The Porn Controversy: Save Desire from the Moral Police and the Sexual Liberaliser Alike


The recent ban on pornography, and the liberaliser’s discourse of outrage it has triggered, proves yet again the problem of sexual/libidinal economy is too serious a business to be left either to the ham-handed ways of the fascistic moral-police or the knee-jerk exertions of the terrorists and (academic) merchants of desire. Truth be told, they are the obverse of one another and are mutually constitutive of the neurotic subjecthood of capital in its late, crisis-ridden, neoliberal moment..

Marquis de Sade’s affirmative conception of an anti-procreative sexuality with its basis in revolutionary republicanism (see his ‘Philosophy in the Bedroom’), together with Wilhelm Reich and Pier Paolo Pasolini’s concerted engagement with the question of sexual economy as an economy of desire — and its productivising regimentation, and psycho-somatic and psycho-social segmentation in capitalism –, point us in directions that are much more fruitful in terms of strategising a politico-sexual revolution that will unleash an emancipated, anti-hetero-normative sex-economy of free association of direct producers.

The government decision to ban pornographic sites on the internet is, therefore, not an occasion for spectacles of outrage and liberal exhibitionism. It is, instead, to be seen as an opportunity to work towards instituting the thinking and discourse of a radical sexual/libidinal economy. For, it’s precisely the absence of such discourse and thinking vis-a-vis the concrete historical circumstances of the conjunctural crisis of capital as manifest in its sexual moment that has led to the consolidation of repressive sexual morality. It is this sexual morality that is the molecular basis of the current ban.

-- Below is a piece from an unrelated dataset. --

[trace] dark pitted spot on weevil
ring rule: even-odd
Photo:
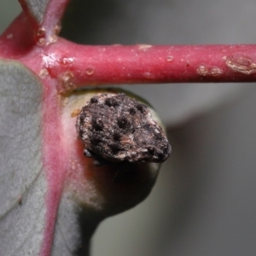
[[[82,108],[76,123],[84,154],[96,166],[165,161],[171,146],[149,108],[124,93],[104,93]]]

All concerned would do well to realise that the BJP-led Union government’s decision to ban internet pornography is a step forward for the project of politico-sexual counter-revolution. Such a move is counter-revolutionary precisely because it seeks to validate itself by drawing upon, instrumentalising and mystifying objective sex-revolutionary possibilities posited by psycho-social segmentation and psycho-somatic stratification (which includes “genitalisation of desire”) of desire and sexuality in their moment of precarity and crisis. It follows, therefore, that a politico-sexual counter-revolution kicks in and accomplishes itself precisely when objective revolutionary possibilities exist without being subjectively actualised as such.

In such circumstances, to envisage opposition to this ban in reactive terms — without lending even half a thought to how such opposition can be orientated to transform the structure of social relations of production, which in its historically concrete mediation makes possible and indexes psycho-social segmentation and psycho-somatic regimentation of desire — will just not do. Such liberal reactive politics of opposition to the consolidation of repressive sexual morality effectively amounts to no more than demanding the preservation of a given regime or order of socio-sexual privileges that the politico-sexual counter-revolution tends to alter only by preserving and reinforcing its basic structure of psycho-social and psycho-somatic segmentation of desire through its formal recomposition.

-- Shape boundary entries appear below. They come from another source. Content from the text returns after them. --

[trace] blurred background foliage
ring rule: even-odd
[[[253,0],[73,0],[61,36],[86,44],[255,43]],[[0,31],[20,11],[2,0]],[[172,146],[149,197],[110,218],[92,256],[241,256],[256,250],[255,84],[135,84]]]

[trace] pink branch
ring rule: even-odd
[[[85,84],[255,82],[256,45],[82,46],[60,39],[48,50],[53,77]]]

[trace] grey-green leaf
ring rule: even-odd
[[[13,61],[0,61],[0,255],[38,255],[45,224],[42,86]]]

Clearly, such reactive politics of opposition to the ban is as implicated and invested in the structure of psycho-social and psycho-somatic segmentation of desire as the counter-revolutionary move to ban pornography. Therefore, the reactive politics of sexual liberalisation — as opposed to the transformative revolutionary politics of sexual liberation — reinforces the discursive-moral paradigm, which provides sustenance and support to the fascistic politico-sexual counter-revolution. Something the proponents of sexual liberalisation apparently oppose with much sound and fury. The reactive, all concerned would do well to realise, is also reactionary. And no less reactionary — probably more — than naked reaction itself because it deceives by the apparent vigour of its oppositional claim with regard to what is openly reactionary, all the while reinforcing the latter’s condition of possibility.